FIG 4.

Effect of silencing the expression of CHC on HAstV-8 infectivity. (A) Caco-2 cells were transfected with the indicated siRNAs and, 72 h posttransfection, were infected with HAstV-8. Ten hours postinfection, the expression of CHC and VP90 was tested by Western blotting, using anti-HAstV-8 and anti-clathrin antibodies, as indicated.

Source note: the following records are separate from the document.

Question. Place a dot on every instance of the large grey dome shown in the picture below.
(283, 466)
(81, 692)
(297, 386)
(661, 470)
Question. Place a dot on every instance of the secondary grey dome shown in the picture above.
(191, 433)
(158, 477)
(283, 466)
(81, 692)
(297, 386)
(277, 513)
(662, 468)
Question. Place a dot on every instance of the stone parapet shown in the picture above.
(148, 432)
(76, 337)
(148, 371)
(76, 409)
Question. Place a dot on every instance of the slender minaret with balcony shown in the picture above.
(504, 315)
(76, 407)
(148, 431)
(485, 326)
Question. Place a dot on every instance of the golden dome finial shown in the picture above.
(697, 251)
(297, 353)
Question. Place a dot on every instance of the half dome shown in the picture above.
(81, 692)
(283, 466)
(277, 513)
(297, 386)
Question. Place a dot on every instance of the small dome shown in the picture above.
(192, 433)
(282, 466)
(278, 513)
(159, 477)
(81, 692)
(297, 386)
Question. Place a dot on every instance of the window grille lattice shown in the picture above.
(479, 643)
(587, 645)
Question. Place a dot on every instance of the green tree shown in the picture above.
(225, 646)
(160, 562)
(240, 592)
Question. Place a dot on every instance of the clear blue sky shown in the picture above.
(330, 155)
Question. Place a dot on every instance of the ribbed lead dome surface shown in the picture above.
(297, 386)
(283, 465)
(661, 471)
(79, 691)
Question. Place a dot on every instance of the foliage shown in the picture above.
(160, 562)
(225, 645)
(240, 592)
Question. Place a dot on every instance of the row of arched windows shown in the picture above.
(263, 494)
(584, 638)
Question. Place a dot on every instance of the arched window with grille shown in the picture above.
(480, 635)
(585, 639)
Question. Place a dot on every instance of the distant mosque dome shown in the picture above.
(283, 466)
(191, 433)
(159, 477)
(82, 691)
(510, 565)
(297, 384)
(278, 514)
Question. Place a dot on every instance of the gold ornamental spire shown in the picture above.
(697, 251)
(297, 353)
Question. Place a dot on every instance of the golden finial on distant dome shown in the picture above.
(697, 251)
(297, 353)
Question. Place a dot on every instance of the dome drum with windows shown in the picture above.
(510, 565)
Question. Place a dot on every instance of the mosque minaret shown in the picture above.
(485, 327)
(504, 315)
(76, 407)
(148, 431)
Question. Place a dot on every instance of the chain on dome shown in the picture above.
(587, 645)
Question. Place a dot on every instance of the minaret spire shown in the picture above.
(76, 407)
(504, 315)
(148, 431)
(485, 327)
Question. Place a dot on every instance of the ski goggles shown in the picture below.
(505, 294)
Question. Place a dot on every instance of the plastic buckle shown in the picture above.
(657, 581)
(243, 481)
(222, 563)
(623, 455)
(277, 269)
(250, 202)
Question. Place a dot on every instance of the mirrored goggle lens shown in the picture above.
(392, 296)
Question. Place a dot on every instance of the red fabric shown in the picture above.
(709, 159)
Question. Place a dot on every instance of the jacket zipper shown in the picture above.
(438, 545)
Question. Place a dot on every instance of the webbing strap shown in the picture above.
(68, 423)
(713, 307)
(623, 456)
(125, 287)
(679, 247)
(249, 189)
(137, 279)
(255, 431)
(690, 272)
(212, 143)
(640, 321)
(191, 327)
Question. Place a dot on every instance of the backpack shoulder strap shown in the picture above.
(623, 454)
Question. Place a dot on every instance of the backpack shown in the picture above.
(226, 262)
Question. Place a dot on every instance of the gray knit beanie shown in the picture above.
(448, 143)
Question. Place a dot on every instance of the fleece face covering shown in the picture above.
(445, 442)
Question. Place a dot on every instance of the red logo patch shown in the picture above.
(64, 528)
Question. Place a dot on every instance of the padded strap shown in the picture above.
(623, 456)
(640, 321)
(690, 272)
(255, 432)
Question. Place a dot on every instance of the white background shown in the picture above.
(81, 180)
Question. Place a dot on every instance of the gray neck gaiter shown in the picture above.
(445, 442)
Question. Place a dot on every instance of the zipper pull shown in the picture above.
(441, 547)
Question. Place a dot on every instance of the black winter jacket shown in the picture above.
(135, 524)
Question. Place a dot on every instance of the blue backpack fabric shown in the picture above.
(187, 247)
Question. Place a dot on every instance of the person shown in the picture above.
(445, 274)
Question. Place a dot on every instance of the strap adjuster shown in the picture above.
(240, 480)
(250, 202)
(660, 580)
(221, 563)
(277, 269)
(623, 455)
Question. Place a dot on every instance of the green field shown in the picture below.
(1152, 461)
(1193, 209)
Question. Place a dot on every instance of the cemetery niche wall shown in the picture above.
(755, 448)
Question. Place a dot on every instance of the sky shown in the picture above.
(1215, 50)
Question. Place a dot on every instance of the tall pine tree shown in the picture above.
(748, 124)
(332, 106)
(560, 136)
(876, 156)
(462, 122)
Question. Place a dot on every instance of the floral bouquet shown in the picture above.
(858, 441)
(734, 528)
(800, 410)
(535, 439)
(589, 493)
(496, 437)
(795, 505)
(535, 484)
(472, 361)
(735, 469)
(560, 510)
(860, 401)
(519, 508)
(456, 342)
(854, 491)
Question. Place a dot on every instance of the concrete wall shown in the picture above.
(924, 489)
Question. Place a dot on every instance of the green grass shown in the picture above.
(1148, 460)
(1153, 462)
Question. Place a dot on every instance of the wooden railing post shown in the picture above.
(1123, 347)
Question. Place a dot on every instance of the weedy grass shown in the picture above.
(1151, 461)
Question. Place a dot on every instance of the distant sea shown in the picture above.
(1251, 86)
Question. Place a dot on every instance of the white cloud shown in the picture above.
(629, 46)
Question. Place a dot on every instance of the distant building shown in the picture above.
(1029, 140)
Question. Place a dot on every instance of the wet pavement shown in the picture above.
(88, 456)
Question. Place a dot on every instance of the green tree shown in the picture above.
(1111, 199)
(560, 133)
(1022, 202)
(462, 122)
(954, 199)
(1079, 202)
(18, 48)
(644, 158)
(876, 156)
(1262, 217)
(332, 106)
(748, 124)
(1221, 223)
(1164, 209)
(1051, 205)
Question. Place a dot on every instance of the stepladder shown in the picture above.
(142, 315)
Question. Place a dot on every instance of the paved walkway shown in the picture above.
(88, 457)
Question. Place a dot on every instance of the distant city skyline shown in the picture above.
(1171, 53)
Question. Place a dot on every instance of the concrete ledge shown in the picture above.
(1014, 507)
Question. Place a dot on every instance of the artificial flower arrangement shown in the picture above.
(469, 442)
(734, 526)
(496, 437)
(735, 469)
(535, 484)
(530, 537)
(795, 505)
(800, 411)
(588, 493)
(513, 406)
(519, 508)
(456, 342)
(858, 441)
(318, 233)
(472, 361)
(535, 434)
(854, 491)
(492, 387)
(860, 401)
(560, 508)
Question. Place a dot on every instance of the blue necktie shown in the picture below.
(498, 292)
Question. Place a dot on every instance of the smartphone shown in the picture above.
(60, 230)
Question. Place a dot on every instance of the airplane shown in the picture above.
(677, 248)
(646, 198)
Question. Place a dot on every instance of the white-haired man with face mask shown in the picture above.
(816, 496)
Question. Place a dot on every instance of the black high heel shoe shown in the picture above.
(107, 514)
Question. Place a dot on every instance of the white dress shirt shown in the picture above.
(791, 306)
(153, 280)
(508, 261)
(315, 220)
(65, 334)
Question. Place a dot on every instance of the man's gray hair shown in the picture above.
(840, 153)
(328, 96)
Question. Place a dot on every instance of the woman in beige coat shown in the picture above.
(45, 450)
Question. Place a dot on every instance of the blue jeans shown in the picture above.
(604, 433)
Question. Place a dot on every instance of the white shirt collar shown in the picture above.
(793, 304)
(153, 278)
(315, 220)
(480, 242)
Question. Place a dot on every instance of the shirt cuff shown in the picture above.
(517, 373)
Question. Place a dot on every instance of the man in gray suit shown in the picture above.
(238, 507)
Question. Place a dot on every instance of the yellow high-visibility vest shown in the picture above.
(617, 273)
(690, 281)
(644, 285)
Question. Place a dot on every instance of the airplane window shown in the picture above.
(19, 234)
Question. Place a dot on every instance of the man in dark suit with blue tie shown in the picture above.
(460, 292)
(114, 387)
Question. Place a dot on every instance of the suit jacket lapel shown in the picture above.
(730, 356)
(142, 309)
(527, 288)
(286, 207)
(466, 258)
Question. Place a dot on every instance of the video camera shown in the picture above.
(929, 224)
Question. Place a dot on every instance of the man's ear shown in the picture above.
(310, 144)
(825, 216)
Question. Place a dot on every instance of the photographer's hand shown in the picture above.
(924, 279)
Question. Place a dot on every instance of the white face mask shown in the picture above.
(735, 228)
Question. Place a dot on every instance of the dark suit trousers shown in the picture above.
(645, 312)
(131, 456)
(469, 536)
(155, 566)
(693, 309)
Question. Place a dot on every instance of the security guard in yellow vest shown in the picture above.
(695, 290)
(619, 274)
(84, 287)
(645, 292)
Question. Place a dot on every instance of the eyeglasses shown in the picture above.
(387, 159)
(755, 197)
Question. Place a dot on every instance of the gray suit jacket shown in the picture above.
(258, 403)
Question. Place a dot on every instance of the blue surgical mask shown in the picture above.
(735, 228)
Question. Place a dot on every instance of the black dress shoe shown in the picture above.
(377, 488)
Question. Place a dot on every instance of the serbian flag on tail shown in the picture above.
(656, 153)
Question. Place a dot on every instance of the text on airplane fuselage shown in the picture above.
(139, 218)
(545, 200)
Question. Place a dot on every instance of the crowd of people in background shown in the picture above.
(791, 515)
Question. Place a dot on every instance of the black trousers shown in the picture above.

The arrows indicate cellular proteins that were nonspecifically recognized by the primary antibody and that served as loading controls. (B) Caco-2 cells were transfected with the indicated siRNAs and, 72 h posttransfection, were infected with HAstV-8. At 10 h p.i., the cells were processed for IF. Infectivity was determined by counting infected cells in cultures transfected with the indicated siRNAs. The data are expressed as percentages of the virus infectivity observed in cells treated with the irrelevant siRNA (Irr). The arithmetic means and standard deviations of three independent experiments performed in duplicate are shown. (C) Immunofluorescence assay showing the silencing of CHC. Caco-2 cells grown in coverslips were transfected with the indicated siRNAs, and 72 h posttransfection, the cells were infected with HAstV-8; at 10 h p.i., the cells were fixed and processed for IF using using anti-HAstV-8 (green) and anti-clathrin (red) antibodies, as indicated. Nuclei were stained with DAPI (blue). The arrows indicate cells transfected with the siRNA to CHC and infected with HAstV.